En 1854, un officier de l'armée américaine nommé Darius Couch a observé un remarquable loriot du désert noir et jaune. L'oiseau avait déjà un nom scientifique : Icterus parisorum. Mais il n'avait pas de nom commun – le nom que la plupart des gens utilisent de manière informelle pour désigner une espèce – et Couch a donc appelé l'oiseau « loriot de Scott », en hommage à son commandant, Winfield Scott. Trois décennies plus tard, lorsque l'American Ornithological Union a publié sa première liste de noms d'oiseaux anglais courants, le loriot de Scott est devenu officiel.

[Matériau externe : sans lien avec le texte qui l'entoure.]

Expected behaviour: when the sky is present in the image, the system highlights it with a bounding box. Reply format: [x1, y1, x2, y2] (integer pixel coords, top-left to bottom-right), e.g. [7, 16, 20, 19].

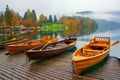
[0, 0, 120, 17]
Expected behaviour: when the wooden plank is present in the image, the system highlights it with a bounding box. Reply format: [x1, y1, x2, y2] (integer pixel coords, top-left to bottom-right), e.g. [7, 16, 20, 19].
[0, 73, 12, 80]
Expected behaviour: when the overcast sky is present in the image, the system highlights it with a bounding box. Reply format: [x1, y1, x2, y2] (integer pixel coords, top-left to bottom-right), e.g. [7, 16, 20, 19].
[0, 0, 120, 16]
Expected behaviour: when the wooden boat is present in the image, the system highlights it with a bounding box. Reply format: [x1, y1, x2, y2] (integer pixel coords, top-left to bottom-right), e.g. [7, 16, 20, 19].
[6, 36, 58, 55]
[0, 38, 27, 49]
[72, 36, 119, 74]
[26, 38, 77, 60]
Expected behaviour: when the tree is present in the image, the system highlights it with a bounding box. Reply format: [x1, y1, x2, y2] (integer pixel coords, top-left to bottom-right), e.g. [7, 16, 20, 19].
[5, 5, 12, 27]
[23, 9, 37, 27]
[32, 10, 37, 21]
[0, 12, 4, 26]
[48, 15, 53, 23]
[54, 15, 57, 23]
[39, 14, 46, 24]
[12, 11, 19, 27]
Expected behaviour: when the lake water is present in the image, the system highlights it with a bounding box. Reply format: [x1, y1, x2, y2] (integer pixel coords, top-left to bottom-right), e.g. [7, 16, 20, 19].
[0, 11, 120, 58]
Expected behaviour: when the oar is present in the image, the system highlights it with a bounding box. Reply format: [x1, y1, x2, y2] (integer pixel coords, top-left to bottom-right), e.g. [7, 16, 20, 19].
[111, 40, 119, 46]
[102, 40, 119, 51]
[40, 41, 51, 51]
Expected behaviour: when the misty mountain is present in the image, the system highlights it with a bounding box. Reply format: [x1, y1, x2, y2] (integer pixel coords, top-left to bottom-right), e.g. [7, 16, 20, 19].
[76, 11, 93, 15]
[95, 19, 120, 32]
[106, 11, 120, 16]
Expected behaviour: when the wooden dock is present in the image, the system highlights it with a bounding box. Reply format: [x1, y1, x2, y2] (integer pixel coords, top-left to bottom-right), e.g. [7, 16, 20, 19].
[0, 50, 120, 80]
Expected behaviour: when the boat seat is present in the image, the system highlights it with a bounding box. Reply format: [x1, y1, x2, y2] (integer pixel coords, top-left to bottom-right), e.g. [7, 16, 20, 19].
[90, 43, 108, 47]
[84, 49, 102, 53]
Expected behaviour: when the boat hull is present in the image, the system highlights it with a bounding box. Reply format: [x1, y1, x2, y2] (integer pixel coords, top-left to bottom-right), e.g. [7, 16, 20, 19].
[73, 37, 110, 74]
[26, 37, 76, 60]
[6, 36, 58, 55]
[0, 38, 27, 49]
[73, 49, 109, 74]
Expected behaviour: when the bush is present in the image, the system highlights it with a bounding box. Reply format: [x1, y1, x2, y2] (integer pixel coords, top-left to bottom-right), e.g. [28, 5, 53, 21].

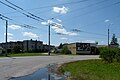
[62, 46, 71, 54]
[99, 47, 120, 63]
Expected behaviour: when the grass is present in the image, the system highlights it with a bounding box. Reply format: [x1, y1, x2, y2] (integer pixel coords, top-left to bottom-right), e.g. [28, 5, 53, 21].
[8, 53, 47, 57]
[58, 60, 120, 80]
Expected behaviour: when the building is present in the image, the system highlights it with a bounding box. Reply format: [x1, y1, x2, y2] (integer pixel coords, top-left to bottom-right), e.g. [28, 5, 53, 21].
[65, 43, 97, 54]
[0, 39, 43, 53]
[23, 39, 43, 51]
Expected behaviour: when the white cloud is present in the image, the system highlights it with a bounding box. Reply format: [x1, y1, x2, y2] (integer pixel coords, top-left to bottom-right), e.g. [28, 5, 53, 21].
[82, 40, 96, 43]
[60, 37, 68, 40]
[4, 33, 13, 36]
[8, 25, 21, 30]
[53, 6, 68, 14]
[104, 19, 110, 22]
[41, 20, 78, 36]
[56, 19, 62, 22]
[23, 32, 39, 38]
[41, 22, 48, 25]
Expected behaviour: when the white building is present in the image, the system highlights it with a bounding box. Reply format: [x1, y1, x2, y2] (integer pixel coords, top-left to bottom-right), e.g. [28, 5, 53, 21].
[23, 39, 43, 51]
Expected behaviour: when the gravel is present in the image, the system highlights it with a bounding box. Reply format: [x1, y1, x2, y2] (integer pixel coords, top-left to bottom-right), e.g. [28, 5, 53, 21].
[0, 55, 99, 80]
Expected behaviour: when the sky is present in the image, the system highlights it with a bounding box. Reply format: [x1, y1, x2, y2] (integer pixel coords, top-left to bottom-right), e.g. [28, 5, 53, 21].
[0, 0, 120, 45]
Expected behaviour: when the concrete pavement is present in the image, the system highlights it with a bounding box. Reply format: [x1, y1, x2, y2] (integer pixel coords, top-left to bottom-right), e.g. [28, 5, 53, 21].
[0, 55, 99, 80]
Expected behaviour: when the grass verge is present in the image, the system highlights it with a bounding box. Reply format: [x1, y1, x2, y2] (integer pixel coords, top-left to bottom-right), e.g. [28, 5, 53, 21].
[8, 53, 47, 57]
[58, 60, 120, 80]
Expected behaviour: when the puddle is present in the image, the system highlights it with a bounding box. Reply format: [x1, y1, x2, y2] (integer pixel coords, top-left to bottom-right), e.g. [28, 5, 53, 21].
[9, 64, 67, 80]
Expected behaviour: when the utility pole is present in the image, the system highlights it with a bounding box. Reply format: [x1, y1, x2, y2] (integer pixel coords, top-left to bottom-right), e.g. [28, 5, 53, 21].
[5, 20, 8, 56]
[108, 26, 109, 48]
[48, 22, 50, 55]
[108, 23, 112, 48]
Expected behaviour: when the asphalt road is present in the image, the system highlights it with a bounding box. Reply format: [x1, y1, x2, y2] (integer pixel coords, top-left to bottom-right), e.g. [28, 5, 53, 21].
[0, 55, 99, 80]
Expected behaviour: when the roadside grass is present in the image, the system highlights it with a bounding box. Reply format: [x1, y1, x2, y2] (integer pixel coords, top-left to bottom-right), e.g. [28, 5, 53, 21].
[8, 53, 47, 57]
[58, 60, 120, 80]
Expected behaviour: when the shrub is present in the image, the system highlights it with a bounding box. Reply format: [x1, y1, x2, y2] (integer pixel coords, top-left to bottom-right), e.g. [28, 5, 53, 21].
[115, 49, 120, 63]
[100, 47, 117, 63]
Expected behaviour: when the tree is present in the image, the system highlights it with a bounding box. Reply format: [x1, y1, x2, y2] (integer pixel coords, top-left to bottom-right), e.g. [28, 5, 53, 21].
[12, 46, 22, 54]
[110, 34, 119, 46]
[58, 43, 63, 49]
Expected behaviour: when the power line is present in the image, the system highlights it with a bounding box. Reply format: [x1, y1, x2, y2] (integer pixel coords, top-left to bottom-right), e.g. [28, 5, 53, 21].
[5, 0, 45, 21]
[0, 1, 43, 21]
[55, 0, 108, 17]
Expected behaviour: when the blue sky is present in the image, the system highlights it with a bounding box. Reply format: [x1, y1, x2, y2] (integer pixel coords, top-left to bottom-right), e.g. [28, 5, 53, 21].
[0, 0, 120, 45]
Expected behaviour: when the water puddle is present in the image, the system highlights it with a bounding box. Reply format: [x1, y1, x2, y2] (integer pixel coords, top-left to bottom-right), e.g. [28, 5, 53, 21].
[9, 64, 67, 80]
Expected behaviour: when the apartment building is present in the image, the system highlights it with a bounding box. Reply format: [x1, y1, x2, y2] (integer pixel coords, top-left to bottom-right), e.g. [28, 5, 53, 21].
[65, 43, 97, 54]
[0, 39, 44, 52]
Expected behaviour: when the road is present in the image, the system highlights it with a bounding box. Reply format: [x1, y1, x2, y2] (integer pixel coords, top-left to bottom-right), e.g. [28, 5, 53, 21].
[0, 55, 99, 80]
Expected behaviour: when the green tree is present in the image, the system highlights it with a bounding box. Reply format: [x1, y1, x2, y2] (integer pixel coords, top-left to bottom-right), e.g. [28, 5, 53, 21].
[12, 46, 22, 54]
[58, 43, 63, 49]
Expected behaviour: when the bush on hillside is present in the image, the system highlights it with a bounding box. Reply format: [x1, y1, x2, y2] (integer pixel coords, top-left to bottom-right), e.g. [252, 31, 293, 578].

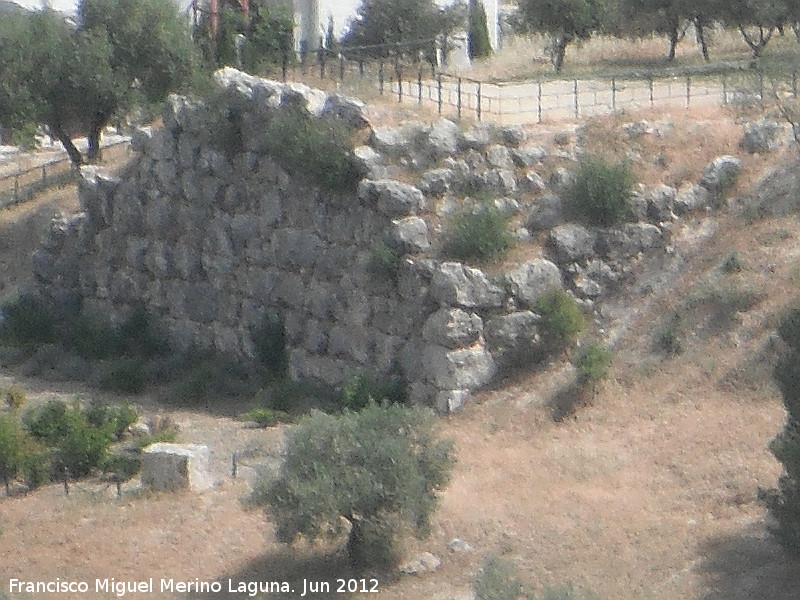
[534, 289, 586, 353]
[564, 156, 635, 227]
[442, 202, 513, 263]
[253, 404, 454, 570]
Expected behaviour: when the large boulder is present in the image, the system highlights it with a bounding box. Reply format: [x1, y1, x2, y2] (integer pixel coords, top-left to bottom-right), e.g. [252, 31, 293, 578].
[548, 223, 596, 265]
[645, 184, 677, 223]
[739, 120, 783, 154]
[142, 443, 213, 492]
[426, 119, 461, 160]
[506, 259, 561, 306]
[422, 308, 483, 348]
[525, 193, 564, 231]
[431, 262, 505, 308]
[484, 310, 541, 369]
[700, 156, 742, 193]
[673, 183, 711, 215]
[358, 179, 426, 217]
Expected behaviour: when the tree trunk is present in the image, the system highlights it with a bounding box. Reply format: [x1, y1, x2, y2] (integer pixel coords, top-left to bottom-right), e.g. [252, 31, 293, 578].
[694, 17, 711, 62]
[86, 125, 103, 162]
[739, 25, 775, 58]
[667, 25, 680, 62]
[50, 124, 83, 167]
[553, 33, 572, 73]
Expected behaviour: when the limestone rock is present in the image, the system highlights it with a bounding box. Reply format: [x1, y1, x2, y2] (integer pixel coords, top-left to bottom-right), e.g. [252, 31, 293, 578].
[427, 119, 461, 160]
[390, 217, 431, 254]
[645, 185, 677, 223]
[419, 169, 454, 196]
[422, 308, 483, 348]
[739, 120, 783, 154]
[548, 223, 596, 265]
[484, 310, 541, 369]
[422, 344, 497, 390]
[431, 262, 505, 308]
[142, 443, 213, 492]
[506, 259, 561, 306]
[486, 144, 514, 169]
[525, 193, 564, 231]
[369, 127, 409, 158]
[674, 183, 711, 215]
[700, 156, 742, 193]
[358, 179, 426, 217]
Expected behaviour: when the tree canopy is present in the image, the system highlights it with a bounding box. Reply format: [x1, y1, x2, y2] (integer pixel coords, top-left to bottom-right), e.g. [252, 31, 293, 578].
[342, 0, 463, 57]
[0, 0, 194, 164]
[257, 404, 453, 566]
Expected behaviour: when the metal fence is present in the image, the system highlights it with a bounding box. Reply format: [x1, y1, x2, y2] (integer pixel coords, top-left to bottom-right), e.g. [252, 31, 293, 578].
[260, 50, 798, 124]
[0, 140, 129, 209]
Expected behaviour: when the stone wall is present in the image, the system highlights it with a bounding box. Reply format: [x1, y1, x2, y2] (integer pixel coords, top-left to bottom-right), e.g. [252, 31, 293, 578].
[29, 68, 720, 411]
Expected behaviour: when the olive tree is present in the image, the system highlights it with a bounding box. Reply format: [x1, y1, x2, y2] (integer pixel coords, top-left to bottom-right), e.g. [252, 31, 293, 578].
[255, 403, 454, 568]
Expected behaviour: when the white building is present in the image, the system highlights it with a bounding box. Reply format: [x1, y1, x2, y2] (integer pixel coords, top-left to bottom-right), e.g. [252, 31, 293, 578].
[292, 0, 499, 51]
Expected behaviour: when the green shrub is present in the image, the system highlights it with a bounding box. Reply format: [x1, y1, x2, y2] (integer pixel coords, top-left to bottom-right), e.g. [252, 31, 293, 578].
[22, 400, 69, 446]
[22, 440, 53, 490]
[534, 289, 586, 352]
[340, 369, 407, 410]
[260, 404, 454, 569]
[0, 414, 24, 495]
[6, 383, 28, 411]
[369, 242, 401, 282]
[83, 398, 138, 440]
[720, 252, 744, 274]
[97, 358, 148, 394]
[239, 408, 289, 427]
[575, 344, 613, 387]
[564, 157, 635, 227]
[265, 107, 364, 192]
[473, 554, 523, 600]
[442, 202, 513, 263]
[0, 296, 58, 344]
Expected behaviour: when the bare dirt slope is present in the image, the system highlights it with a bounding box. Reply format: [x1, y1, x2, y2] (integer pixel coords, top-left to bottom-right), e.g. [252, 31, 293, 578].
[0, 109, 800, 600]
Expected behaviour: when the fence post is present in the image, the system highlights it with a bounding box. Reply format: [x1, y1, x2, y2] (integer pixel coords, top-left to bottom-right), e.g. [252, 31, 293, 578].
[611, 77, 617, 111]
[572, 79, 581, 119]
[394, 62, 403, 102]
[536, 81, 542, 123]
[456, 77, 461, 120]
[722, 73, 728, 106]
[436, 73, 442, 114]
[477, 81, 481, 121]
[686, 75, 692, 108]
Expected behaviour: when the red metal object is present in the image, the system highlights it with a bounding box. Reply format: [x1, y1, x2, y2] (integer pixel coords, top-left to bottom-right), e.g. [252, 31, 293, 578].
[208, 0, 250, 36]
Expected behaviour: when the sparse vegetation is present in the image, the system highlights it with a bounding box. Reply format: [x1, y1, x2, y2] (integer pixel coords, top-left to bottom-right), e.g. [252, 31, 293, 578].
[254, 404, 453, 570]
[239, 407, 289, 427]
[265, 108, 363, 192]
[760, 308, 800, 555]
[339, 369, 406, 411]
[534, 289, 586, 353]
[575, 343, 613, 390]
[564, 156, 636, 227]
[442, 202, 513, 263]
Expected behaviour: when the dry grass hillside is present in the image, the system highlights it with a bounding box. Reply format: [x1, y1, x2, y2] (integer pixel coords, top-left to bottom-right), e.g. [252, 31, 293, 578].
[0, 104, 800, 600]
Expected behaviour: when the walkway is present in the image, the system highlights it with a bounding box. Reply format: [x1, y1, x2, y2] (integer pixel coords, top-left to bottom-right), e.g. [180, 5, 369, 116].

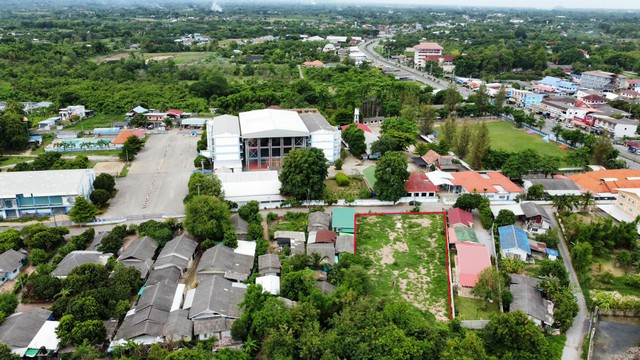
[543, 205, 589, 360]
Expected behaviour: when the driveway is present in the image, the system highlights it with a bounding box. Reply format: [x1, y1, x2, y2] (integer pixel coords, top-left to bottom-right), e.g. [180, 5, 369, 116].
[543, 205, 589, 360]
[106, 130, 199, 218]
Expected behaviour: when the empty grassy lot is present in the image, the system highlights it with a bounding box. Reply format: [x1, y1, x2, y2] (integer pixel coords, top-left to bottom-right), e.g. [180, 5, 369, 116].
[356, 214, 449, 320]
[462, 121, 570, 156]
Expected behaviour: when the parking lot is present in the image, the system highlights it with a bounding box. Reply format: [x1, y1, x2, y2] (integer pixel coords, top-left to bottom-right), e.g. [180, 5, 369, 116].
[105, 130, 199, 218]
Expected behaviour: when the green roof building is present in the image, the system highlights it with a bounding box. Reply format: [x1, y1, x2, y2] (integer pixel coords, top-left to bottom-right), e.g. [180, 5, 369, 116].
[331, 208, 356, 234]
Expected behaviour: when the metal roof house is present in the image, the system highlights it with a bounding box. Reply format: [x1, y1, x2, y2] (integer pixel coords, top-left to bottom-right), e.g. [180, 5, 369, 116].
[153, 234, 198, 273]
[331, 208, 356, 234]
[0, 169, 95, 219]
[118, 236, 158, 279]
[498, 225, 531, 261]
[0, 249, 27, 285]
[51, 251, 112, 278]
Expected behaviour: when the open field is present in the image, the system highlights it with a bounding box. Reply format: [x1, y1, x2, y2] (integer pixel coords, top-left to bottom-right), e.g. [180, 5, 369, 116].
[356, 214, 449, 320]
[454, 295, 500, 320]
[462, 121, 568, 156]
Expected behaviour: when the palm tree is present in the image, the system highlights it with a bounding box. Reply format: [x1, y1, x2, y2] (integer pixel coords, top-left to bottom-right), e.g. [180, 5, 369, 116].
[309, 252, 329, 269]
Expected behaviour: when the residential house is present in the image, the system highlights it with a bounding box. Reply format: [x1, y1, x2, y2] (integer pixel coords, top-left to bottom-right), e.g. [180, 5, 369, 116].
[153, 234, 198, 274]
[189, 276, 246, 340]
[0, 307, 60, 358]
[520, 202, 551, 235]
[401, 172, 440, 202]
[0, 249, 27, 285]
[413, 42, 444, 69]
[447, 208, 474, 227]
[498, 225, 531, 261]
[455, 242, 491, 288]
[580, 70, 629, 91]
[307, 211, 331, 232]
[196, 244, 254, 282]
[51, 250, 113, 279]
[331, 208, 356, 234]
[336, 234, 356, 254]
[509, 274, 553, 326]
[0, 169, 95, 219]
[569, 169, 640, 200]
[258, 254, 280, 276]
[118, 236, 158, 279]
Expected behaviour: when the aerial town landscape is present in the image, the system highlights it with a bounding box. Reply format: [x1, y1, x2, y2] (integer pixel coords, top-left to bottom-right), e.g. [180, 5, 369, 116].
[0, 0, 640, 360]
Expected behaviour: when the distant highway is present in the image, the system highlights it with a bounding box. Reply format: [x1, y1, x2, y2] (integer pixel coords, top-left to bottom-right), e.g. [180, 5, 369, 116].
[359, 39, 473, 99]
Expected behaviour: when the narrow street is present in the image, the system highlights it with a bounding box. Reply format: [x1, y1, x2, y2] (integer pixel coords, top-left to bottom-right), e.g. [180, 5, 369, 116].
[544, 205, 589, 360]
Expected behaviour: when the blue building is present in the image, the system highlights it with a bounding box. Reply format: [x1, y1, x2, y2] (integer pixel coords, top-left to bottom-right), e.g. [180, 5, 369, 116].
[538, 76, 578, 94]
[0, 169, 95, 219]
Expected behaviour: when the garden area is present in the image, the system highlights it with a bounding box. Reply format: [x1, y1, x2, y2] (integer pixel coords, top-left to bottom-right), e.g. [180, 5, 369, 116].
[462, 121, 567, 156]
[356, 214, 449, 320]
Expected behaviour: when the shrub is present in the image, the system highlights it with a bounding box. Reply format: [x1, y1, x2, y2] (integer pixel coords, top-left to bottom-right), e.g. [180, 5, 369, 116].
[336, 173, 350, 186]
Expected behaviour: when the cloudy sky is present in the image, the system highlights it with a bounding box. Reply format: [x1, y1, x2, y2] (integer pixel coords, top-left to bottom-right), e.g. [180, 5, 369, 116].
[300, 0, 640, 10]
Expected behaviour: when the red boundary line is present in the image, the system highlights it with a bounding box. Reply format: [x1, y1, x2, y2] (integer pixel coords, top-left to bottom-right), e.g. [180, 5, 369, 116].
[353, 211, 453, 320]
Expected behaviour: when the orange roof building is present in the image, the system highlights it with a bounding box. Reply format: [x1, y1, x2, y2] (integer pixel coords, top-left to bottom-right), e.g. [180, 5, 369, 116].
[111, 129, 145, 145]
[569, 169, 640, 199]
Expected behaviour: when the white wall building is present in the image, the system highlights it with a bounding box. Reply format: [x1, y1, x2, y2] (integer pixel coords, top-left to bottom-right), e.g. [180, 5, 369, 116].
[205, 115, 242, 171]
[300, 113, 341, 163]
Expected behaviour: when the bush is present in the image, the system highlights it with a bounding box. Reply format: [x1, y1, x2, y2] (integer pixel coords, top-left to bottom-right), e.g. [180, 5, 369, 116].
[336, 173, 350, 186]
[89, 189, 111, 207]
[247, 223, 263, 240]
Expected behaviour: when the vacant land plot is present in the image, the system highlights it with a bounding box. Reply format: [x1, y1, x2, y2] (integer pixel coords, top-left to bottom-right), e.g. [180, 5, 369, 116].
[356, 214, 449, 320]
[460, 121, 570, 156]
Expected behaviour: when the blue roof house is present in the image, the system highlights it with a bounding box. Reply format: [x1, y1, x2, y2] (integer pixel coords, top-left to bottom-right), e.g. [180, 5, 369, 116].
[498, 225, 531, 261]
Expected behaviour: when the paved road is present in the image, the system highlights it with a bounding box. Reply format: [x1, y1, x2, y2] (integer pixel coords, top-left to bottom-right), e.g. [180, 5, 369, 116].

Aujourd'hui, Hampton ne supporte plus ce nom. "Il existe d'autres noms d'oiseaux tueurs d'Indiens, tels que le tohi d'Abert, le casse-noix de Clark et le tyran de Couch, ou des noms de collectionneurs de crânes indiens comme la paruline de Townsend et le solitaire de Townsend", a écrit Hampton dans un article de blog en 2021. "Il est difficile d'être un Ornithologue amateur indigène de l'Ouest et ne les rencontrez pas. Mais rien ne m'énerve comme Scott. Il veut que ce nom change. Et bien d’autres sont d’accord avec lui.
À l’été 2020, au milieu d’un débat national sur la race aux États-Unis, 182 ornithologues amateurs et ornithologues ont adressé une pétition à l’American Ornithological Society pour qu’elle supprime tous les noms d’oiseaux qui contiennent « d’importants rappels isolants et humiliants d’oppression, d’esclavage et de génocide ». Mais les ornithologues amateurs ne sont pas les seuls à rechercher du changement. La pétition était l'un des nombreux événements qui ont accéléré un débat plus large sur le nom des plantes et des animaux qui nous entourent, ainsi que sur ce que nous choisissons d'honorer et de commémorer. La communauté naturaliste a soulevé diverses questions concernant les noms communs des espèces. Dans certains cas, un nom ne décrit tout simplement pas très bien un animal. Dans d'autres, comme dans le cas du loriot de Scott, un héritage de brutalité et de nettoyage ethnique est à jamais attaché. Et dans d’autres encore, où un animal ou une plante est une espèce envahissante que les défenseurs de l’environnement veulent éradiquer, certains craignent que les noms faisant référence à des pays ou à des groupes ethniques étrangers ne favorisent la xénophobie.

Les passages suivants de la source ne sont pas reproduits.